Listen to the fine tremolo Bechet brings out of his instrument. Like all great jazz musicians, Bechet can bring everything about a song, from the sound of his instrument to the melody itself, to the very edge, where it appears as if it might just break off, without losing control. You may not notice how sure-footed some people are until you see them prance nimbly around a cliff. Here Bechet is in command throughout the piece, which is practically all clarinet solo. Richard Hadlock recalls some musical advice Bechet gave him regarding how to produce a tone:

“I’m going to give you one note today,” he once told me. “See how many ways you can play that note—growl it, smear it, flat it, sharp it, do anything you want to it. That’s how you express your feelings in this music. It’s like talking.” (quoted in Ted Gioa, The History of Jazz, p. 50).

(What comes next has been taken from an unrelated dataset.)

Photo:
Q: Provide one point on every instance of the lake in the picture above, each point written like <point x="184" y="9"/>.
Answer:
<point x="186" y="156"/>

Throughout the history of jazz, vocals have been made to sound like instruments (recall Louis’s scat solo on Hotter Than That) and instruments have been made to sound like voices. There is no question of simple imitation here, but rather the instrument starts to sound as personal and emotive as a voice while retaining its own distinctive sound.

There are six blues choruses (A – F), each of 12 bars, constructed, as usual, of three sections of four bars.

Minutes/Seconds:

A: a 0 – 12
a 13 – 27
b 28 – 41

B: a 42 – 57
a 58 – 1:11
b 1:12 – 1:24

C a 1:25 – 143
a 1:44 – 1:54
b 1:55 – 2:09

D a 2:10 – 2:20
a 2:21 – 2:37
b 2:38 - 2: 53

E a 2:54 – 3:08
a 3:09 – 3:23
b 3:24 – 3:37

F a 3:38 – 3:53
a 3 :54 – 4:08
b 4:09 – 4:25


For Sidney Bechet

by Philip Larkin

That note you hold, narrowing and rising, shakes
Like New Orleans reflected on the water,
And in all ears appropriate falsehood wakes,

Building for some a legendary Quarter
Of balconies, flower-baskets and quadrilles,
Everyone making love and going shares–

Oh, play that thing! Mute glorious Storyvilles
Others may license, grouping around their chairs
Sporting-house girls like circus tigers (priced

Far above rubies) to pretend their fads,
While scholars manqués nod around unnoticed
Wrapped up in personnels like old plaids.

On me your voice falls as they say love should,
Like an enormous yes. My Crescent City
Is where your speech alone is understood,

And greeted as the natural noise of good,
Scattering long-haired grief and scored pity.